I know this is not very monkian, but I like to think that our few good habits may contribute more than “slightly” to the process. Seems like many people become bitter, not better, as they grow old, and the proverbial “dirty old man” has to be more than just a stereotype. Maybe some people willingly grow old in a Let-Thy-will-be-done fashion while others choose to rage against the machine. Compare the things Joan Rivers has done to her body as she’s aged to the things Meryl Streep hasn’t.
So much food for thought in what this guy has to say, it’s a shame Lent’s a time for fasting. BTW, what is LOH?
Mark,
It’s Liturgy of the Hours.
There was an astoundingly beautiful reflection by a priest in England, Daniel O’Leary, in the Tablet 6-28-08 called”Home before dark.” It is a powerful counterpoint to the bitter growing old you mention.
“Advancing age is a time when people look back over the way they have come, and consider the essence of a lifetime on earth. But it is also a period of looking forward – to the homeland to which God calls the faithful to return….
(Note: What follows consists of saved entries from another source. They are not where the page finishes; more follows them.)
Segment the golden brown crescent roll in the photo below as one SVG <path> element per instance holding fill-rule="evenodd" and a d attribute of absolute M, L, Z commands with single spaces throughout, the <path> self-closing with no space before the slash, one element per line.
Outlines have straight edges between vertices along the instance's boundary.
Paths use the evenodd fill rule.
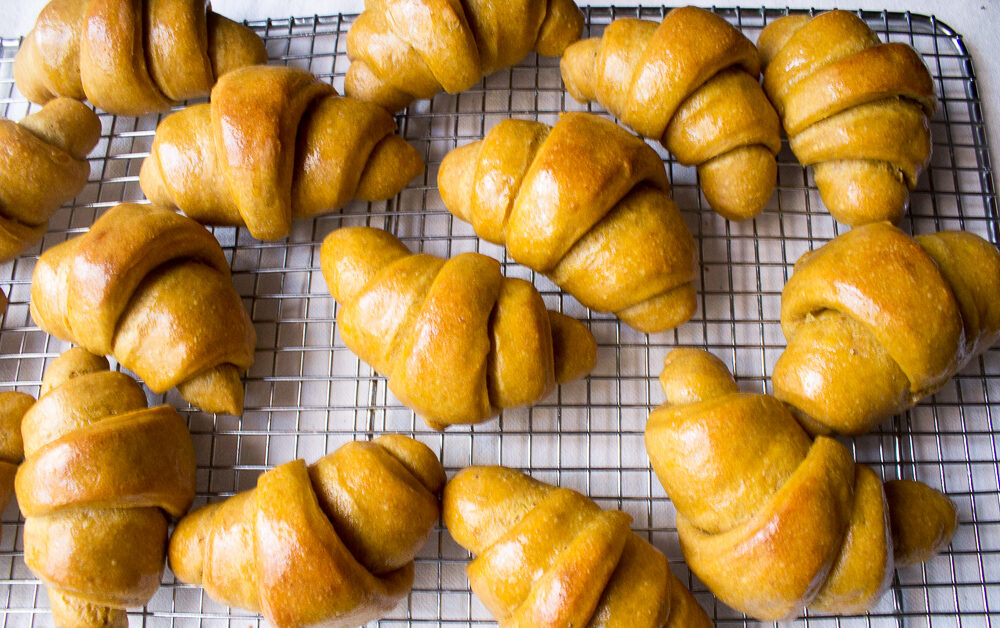
<path fill-rule="evenodd" d="M 781 125 L 758 82 L 757 49 L 729 22 L 697 7 L 673 9 L 661 24 L 615 20 L 569 46 L 559 67 L 573 98 L 599 102 L 698 166 L 715 211 L 729 220 L 763 211 Z"/>
<path fill-rule="evenodd" d="M 649 415 L 646 451 L 691 571 L 736 610 L 766 621 L 803 607 L 862 613 L 889 587 L 894 558 L 928 560 L 951 542 L 947 496 L 911 480 L 883 490 L 780 401 L 741 393 L 710 353 L 671 351 L 660 383 L 667 402 Z"/>
<path fill-rule="evenodd" d="M 465 573 L 500 626 L 711 626 L 631 517 L 506 467 L 469 467 L 444 490 L 444 522 L 476 555 Z"/>
<path fill-rule="evenodd" d="M 479 237 L 593 310 L 645 332 L 694 314 L 694 238 L 663 162 L 610 120 L 504 120 L 445 155 L 438 187 Z"/>
<path fill-rule="evenodd" d="M 169 209 L 123 203 L 45 251 L 31 317 L 57 338 L 113 355 L 150 390 L 177 387 L 206 412 L 243 411 L 240 374 L 257 336 L 222 247 Z"/>
<path fill-rule="evenodd" d="M 170 568 L 276 628 L 363 625 L 413 586 L 444 480 L 434 453 L 412 438 L 351 442 L 308 467 L 276 467 L 255 489 L 181 519 Z"/>
<path fill-rule="evenodd" d="M 14 474 L 24 458 L 21 418 L 35 399 L 22 392 L 0 393 L 0 511 L 14 496 Z"/>
<path fill-rule="evenodd" d="M 160 123 L 139 183 L 198 222 L 276 240 L 293 218 L 392 198 L 423 172 L 395 128 L 381 107 L 341 98 L 305 70 L 242 68 L 219 79 L 211 104 Z"/>
<path fill-rule="evenodd" d="M 20 122 L 0 119 L 0 263 L 42 239 L 49 218 L 87 185 L 101 121 L 70 98 Z"/>
<path fill-rule="evenodd" d="M 580 38 L 573 0 L 366 0 L 347 33 L 349 96 L 399 111 Z"/>
<path fill-rule="evenodd" d="M 51 0 L 14 58 L 31 102 L 57 96 L 141 116 L 207 96 L 217 77 L 267 61 L 264 42 L 208 0 Z"/>
<path fill-rule="evenodd" d="M 774 394 L 809 431 L 865 433 L 996 342 L 998 295 L 1000 252 L 979 236 L 855 227 L 795 264 Z"/>
<path fill-rule="evenodd" d="M 24 562 L 56 626 L 125 628 L 160 586 L 167 517 L 194 499 L 194 445 L 170 406 L 79 347 L 45 372 L 21 423 Z"/>
<path fill-rule="evenodd" d="M 594 368 L 590 330 L 493 258 L 414 255 L 391 233 L 344 227 L 320 265 L 344 344 L 434 429 L 533 404 Z"/>
<path fill-rule="evenodd" d="M 931 154 L 937 98 L 920 55 L 846 11 L 777 19 L 757 46 L 764 90 L 833 217 L 897 222 Z"/>

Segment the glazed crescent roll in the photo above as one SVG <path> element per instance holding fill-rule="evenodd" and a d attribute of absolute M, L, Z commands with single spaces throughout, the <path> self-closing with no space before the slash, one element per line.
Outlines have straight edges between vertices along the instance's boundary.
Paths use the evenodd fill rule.
<path fill-rule="evenodd" d="M 570 95 L 597 101 L 681 164 L 697 166 L 712 209 L 752 218 L 771 198 L 781 126 L 758 82 L 757 49 L 726 20 L 697 7 L 661 24 L 615 20 L 566 49 Z"/>
<path fill-rule="evenodd" d="M 790 15 L 757 40 L 764 90 L 837 221 L 899 221 L 931 154 L 934 83 L 913 48 L 853 13 Z"/>
<path fill-rule="evenodd" d="M 344 85 L 395 112 L 469 89 L 532 50 L 561 55 L 582 30 L 573 0 L 366 0 L 347 32 Z"/>
<path fill-rule="evenodd" d="M 413 558 L 437 523 L 444 480 L 434 453 L 412 438 L 347 443 L 181 519 L 170 568 L 275 628 L 364 625 L 413 586 Z"/>
<path fill-rule="evenodd" d="M 45 251 L 31 317 L 57 338 L 113 355 L 150 390 L 206 412 L 243 411 L 240 374 L 257 336 L 222 247 L 190 218 L 123 203 Z"/>
<path fill-rule="evenodd" d="M 882 481 L 847 447 L 815 441 L 770 395 L 739 392 L 700 349 L 675 349 L 649 415 L 646 451 L 677 508 L 688 566 L 720 600 L 764 621 L 803 607 L 871 609 L 893 565 L 929 560 L 958 523 L 943 493 Z"/>
<path fill-rule="evenodd" d="M 35 399 L 22 392 L 0 393 L 0 511 L 14 496 L 14 474 L 24 459 L 21 418 Z"/>
<path fill-rule="evenodd" d="M 344 344 L 434 429 L 533 404 L 594 368 L 590 330 L 491 257 L 415 255 L 386 231 L 344 227 L 320 265 Z"/>
<path fill-rule="evenodd" d="M 160 586 L 168 517 L 194 499 L 194 445 L 170 406 L 79 347 L 45 371 L 21 424 L 24 562 L 56 626 L 125 628 Z"/>
<path fill-rule="evenodd" d="M 656 151 L 610 120 L 504 120 L 445 155 L 448 211 L 580 303 L 644 332 L 694 314 L 694 238 Z"/>
<path fill-rule="evenodd" d="M 139 184 L 198 222 L 277 240 L 293 218 L 392 198 L 423 172 L 395 128 L 382 108 L 341 98 L 305 70 L 242 68 L 219 79 L 210 104 L 160 123 Z"/>
<path fill-rule="evenodd" d="M 443 514 L 475 555 L 465 573 L 500 626 L 712 625 L 631 517 L 576 491 L 469 467 L 445 486 Z"/>
<path fill-rule="evenodd" d="M 811 432 L 868 432 L 997 341 L 998 295 L 1000 252 L 979 236 L 855 227 L 795 263 L 774 394 Z"/>
<path fill-rule="evenodd" d="M 207 96 L 216 78 L 267 61 L 246 26 L 208 10 L 208 0 L 51 0 L 14 58 L 17 88 L 31 102 L 90 100 L 141 116 Z"/>
<path fill-rule="evenodd" d="M 41 240 L 52 214 L 87 185 L 100 136 L 94 112 L 69 98 L 20 122 L 0 119 L 0 262 Z"/>

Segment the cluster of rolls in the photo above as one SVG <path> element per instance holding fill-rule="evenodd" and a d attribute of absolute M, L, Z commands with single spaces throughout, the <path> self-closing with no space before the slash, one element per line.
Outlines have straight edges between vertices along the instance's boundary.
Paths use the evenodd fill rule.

“Finding out who we really are is like a personal, lifelong Passover. Too many tapes from the past have labelled us too soon. They have tricked us into a false identity. The final phase is the time when the mirror is clearest, revealing, maybe for the first time, our authentic voice and our own name. We begin to see with the eyes of Jesus. We finally whisper our “yes” to the mystery and miracle of who we really are, and always were….
Your life is a Eucharist and you are the priest that gathers, transforms and celebrates it. It is not the amount of work, or length of your days that matter; it is their consecration. This eukharistia of our lives is our gratitude for them…
No matter how old we are, we still have time to let the light in, to break down the barriers we once erected between us and our truest self. Nothing is so sad as regretting, on our deathbed, our unlived lives, our untold stories, our unsung songs. Yet, in Gods extravagance, during those last times, everything lost – the dream, the innocence, the melody – can be restored.
And if one of these summer evenings, you faintly hear again your mother’s voice calling you in because the night is coming, your eyes will start to shine because, as the house of heaven draws ever closer, you will recognize it, with astonishment, as the home you never left.”
I cannot read this ever without tears.
Amen
Carolyn — As a Lenten discipline, and also in an effort to lead a more contemplative life, I’ve been limiting my time on-line. How providential I broke that rule this morning. Thank you.
Ellen,
ROFLOL – rolling on the floor, laughing out loud. You and me too. Blogging is a time hog. I am glad as well that my eye caught this thread on keeping one’s focus on the better part.